[Speex-dev] VAD with speex_preprocess()

Tue Mar 8 08:42:53 PST 2005

As I understand it, there are two separate ways to get VAD information 
from Speex: 1) Using the encoder.  2) Using speex_preprocess().  I 
present the following observations from an application developer's 
perspective.  They may be wrong, in which case I would appreciate 
corrections.

- The two VAD systems are implemented differently.

- speex_preprocess()'s VAD provides more accurate detection than the 
encoder's VAD at the cost of more CPU usage.
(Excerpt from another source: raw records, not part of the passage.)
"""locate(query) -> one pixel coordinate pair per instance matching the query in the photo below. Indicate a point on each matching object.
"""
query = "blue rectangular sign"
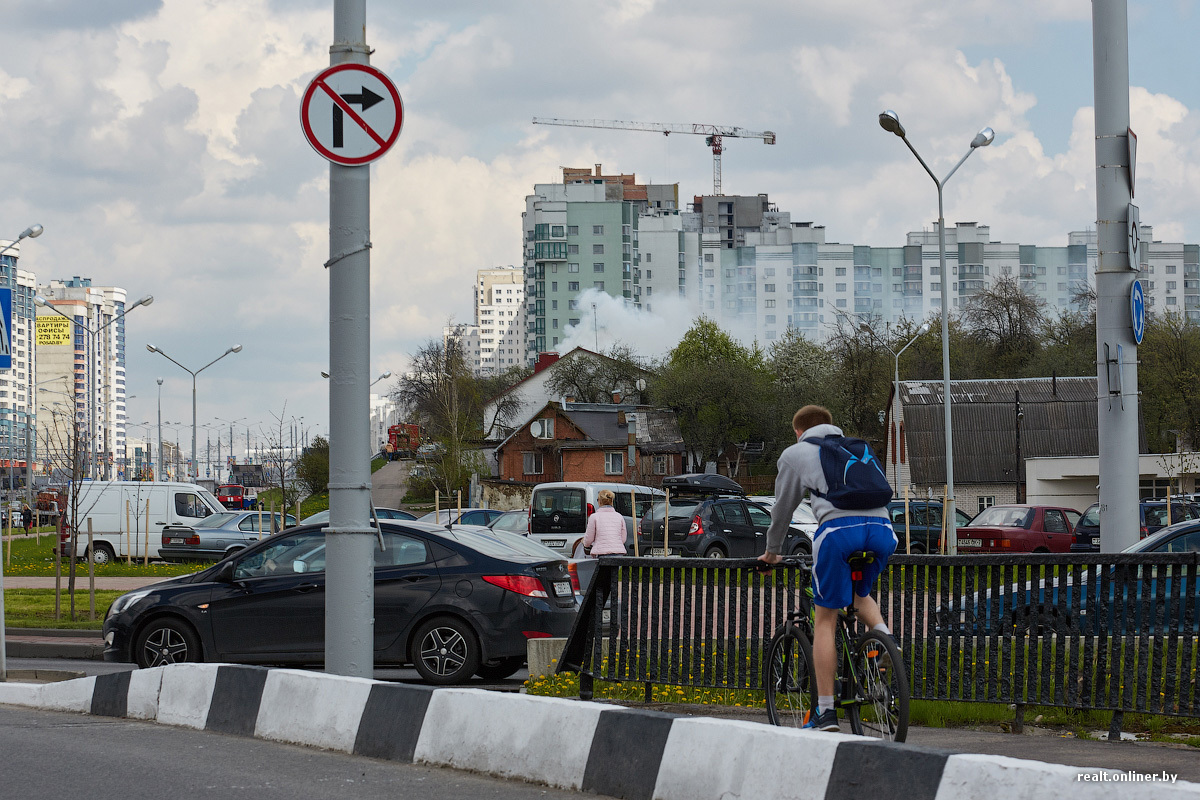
(5, 329)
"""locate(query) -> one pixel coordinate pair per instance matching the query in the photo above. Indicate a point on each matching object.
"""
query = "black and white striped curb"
(567, 744)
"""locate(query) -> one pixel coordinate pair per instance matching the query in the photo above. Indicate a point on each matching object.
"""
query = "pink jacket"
(606, 533)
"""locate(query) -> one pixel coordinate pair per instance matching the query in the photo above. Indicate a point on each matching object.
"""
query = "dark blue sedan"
(450, 607)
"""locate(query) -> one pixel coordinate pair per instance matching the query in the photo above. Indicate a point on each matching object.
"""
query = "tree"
(312, 467)
(450, 403)
(1007, 324)
(720, 391)
(592, 378)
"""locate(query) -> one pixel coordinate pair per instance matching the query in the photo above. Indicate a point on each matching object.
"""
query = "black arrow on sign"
(366, 98)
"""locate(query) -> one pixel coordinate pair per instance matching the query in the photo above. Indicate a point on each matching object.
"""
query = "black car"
(453, 605)
(924, 524)
(1152, 519)
(711, 517)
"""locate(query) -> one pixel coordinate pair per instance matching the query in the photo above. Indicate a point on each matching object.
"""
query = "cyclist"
(839, 534)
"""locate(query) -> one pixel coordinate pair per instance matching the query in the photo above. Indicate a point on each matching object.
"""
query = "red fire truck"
(405, 439)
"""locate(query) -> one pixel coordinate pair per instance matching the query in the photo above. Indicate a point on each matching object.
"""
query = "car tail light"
(522, 584)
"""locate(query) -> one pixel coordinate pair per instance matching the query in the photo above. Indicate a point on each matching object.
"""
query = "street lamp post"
(235, 348)
(895, 395)
(891, 122)
(94, 335)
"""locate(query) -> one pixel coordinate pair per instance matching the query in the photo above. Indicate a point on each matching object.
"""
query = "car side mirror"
(225, 573)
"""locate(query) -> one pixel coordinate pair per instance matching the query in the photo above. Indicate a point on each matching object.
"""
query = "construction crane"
(713, 133)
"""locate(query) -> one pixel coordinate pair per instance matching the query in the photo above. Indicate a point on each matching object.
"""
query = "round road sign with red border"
(351, 114)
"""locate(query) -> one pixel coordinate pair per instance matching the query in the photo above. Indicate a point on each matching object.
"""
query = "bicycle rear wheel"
(791, 685)
(883, 681)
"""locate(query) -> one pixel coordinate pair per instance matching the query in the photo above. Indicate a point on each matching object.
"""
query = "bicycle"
(871, 683)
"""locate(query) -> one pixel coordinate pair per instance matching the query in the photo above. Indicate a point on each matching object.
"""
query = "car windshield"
(215, 521)
(1003, 517)
(515, 522)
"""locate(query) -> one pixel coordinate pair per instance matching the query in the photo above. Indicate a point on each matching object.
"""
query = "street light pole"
(235, 348)
(891, 122)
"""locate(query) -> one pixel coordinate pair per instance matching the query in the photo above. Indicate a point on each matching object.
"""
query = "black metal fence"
(1105, 632)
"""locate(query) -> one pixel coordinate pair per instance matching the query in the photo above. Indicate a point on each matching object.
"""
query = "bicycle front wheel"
(791, 685)
(883, 681)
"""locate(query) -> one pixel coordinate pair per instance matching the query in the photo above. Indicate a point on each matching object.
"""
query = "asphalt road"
(49, 756)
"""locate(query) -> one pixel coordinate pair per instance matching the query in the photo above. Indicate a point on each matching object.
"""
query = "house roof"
(1059, 419)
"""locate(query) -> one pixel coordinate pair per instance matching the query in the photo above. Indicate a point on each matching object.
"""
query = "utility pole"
(349, 539)
(1116, 349)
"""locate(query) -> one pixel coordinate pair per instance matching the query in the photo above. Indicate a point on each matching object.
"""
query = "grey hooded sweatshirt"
(799, 473)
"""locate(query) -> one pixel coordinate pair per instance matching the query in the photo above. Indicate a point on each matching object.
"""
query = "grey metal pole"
(1116, 352)
(159, 463)
(349, 565)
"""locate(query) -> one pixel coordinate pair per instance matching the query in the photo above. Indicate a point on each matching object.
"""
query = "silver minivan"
(559, 511)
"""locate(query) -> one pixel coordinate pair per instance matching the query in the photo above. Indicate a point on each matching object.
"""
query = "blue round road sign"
(1138, 311)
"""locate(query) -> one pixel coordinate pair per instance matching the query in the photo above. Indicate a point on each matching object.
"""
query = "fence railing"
(1104, 632)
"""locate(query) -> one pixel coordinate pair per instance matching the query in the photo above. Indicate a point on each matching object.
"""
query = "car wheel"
(102, 554)
(445, 651)
(499, 668)
(166, 641)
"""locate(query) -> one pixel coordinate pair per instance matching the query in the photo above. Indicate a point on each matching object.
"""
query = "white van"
(559, 511)
(127, 517)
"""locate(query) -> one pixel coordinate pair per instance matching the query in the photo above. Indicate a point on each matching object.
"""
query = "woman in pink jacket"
(605, 534)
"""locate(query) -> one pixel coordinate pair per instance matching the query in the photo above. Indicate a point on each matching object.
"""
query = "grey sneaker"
(825, 721)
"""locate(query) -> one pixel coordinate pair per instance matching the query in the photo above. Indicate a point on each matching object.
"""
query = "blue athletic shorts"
(833, 543)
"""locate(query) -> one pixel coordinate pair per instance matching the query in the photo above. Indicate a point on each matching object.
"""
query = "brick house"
(592, 441)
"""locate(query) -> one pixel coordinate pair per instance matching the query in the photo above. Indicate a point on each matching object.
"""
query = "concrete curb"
(573, 745)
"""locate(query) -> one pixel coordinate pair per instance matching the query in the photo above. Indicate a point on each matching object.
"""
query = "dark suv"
(924, 524)
(711, 517)
(1152, 519)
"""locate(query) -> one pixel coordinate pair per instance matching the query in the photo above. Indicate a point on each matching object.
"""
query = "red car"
(1020, 529)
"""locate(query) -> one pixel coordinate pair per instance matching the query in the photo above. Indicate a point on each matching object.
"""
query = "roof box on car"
(702, 483)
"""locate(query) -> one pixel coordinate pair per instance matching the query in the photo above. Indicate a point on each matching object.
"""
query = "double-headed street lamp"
(94, 334)
(891, 122)
(895, 394)
(235, 348)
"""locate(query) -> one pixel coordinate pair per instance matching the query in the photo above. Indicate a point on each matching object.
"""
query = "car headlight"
(125, 601)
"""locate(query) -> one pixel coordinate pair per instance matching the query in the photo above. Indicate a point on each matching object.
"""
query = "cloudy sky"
(160, 144)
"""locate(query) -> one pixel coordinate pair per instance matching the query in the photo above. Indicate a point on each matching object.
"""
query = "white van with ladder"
(127, 517)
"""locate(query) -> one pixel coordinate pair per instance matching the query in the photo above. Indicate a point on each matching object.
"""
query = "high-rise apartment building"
(583, 234)
(85, 376)
(18, 401)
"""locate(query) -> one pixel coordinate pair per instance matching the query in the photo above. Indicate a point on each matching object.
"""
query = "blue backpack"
(855, 475)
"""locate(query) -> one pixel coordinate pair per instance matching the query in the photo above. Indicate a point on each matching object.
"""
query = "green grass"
(35, 608)
(34, 559)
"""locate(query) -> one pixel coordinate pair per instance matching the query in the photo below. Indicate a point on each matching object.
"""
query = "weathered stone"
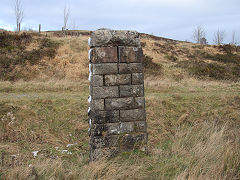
(140, 102)
(119, 79)
(124, 103)
(119, 103)
(104, 55)
(117, 117)
(112, 128)
(131, 91)
(132, 115)
(140, 126)
(126, 127)
(106, 68)
(132, 141)
(99, 117)
(137, 78)
(105, 92)
(97, 104)
(125, 68)
(96, 129)
(130, 55)
(105, 37)
(96, 80)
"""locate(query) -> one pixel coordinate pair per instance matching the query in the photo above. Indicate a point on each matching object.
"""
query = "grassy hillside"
(192, 101)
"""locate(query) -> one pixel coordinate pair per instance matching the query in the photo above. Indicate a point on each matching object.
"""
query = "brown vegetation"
(192, 103)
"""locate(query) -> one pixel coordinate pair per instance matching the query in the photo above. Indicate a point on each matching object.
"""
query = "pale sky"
(175, 19)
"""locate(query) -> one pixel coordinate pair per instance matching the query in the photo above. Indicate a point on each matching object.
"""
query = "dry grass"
(193, 124)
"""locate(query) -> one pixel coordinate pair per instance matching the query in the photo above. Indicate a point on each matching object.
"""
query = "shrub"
(13, 53)
(150, 67)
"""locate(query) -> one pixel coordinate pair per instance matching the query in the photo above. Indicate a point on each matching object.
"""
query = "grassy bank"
(193, 132)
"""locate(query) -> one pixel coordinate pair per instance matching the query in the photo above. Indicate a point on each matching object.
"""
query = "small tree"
(219, 36)
(66, 14)
(199, 34)
(18, 9)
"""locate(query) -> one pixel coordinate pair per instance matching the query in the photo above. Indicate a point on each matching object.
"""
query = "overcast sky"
(173, 19)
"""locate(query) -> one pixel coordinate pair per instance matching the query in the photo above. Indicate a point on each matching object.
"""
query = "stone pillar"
(117, 116)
- speex_preprocess()'s VAD is affected by the AGC and/or denoise state 
more directly than the encoder's VAD.

- Possibly as a result of the previous point, speex_preprocess()'s VAD 
can get into a bad state, given an input that varies drastically in 
amplitude/behavior, after which point its accuracy is ruined and the 
only solution is to destroy/recreate the preprocess state.

Tom

"Paul Gryting" <paul.gryting at teligy.com> wrote:
> 
> In speexenc.c, speex_preprocess() is not called unless AGC or denoise is
> enabled.
> If only VAD is enabled, it does not get called.
> 
> speex_preprocess() has vad_enabled specific code to detect voice activity.
> speex_preprocess()
> {
>    ...
>    ...
>    if (st->vad_enabled)
>       is_speech = speex_compute_vad(st, ps, mean_prior, mean_post);
> 
>     ...
>     ...
>     return is_speech;
> }
> 
> Some questions for the knowledgable:
> Is speex_preprocess() needed to use vad?
> 
> Can speex_preprocess() be used to detect silent frames if vad is enabled,
> but not agc or denoise?
> What internally does speex do differntly for silent frames when VAD is
> enabled?
> 
> 
> Paul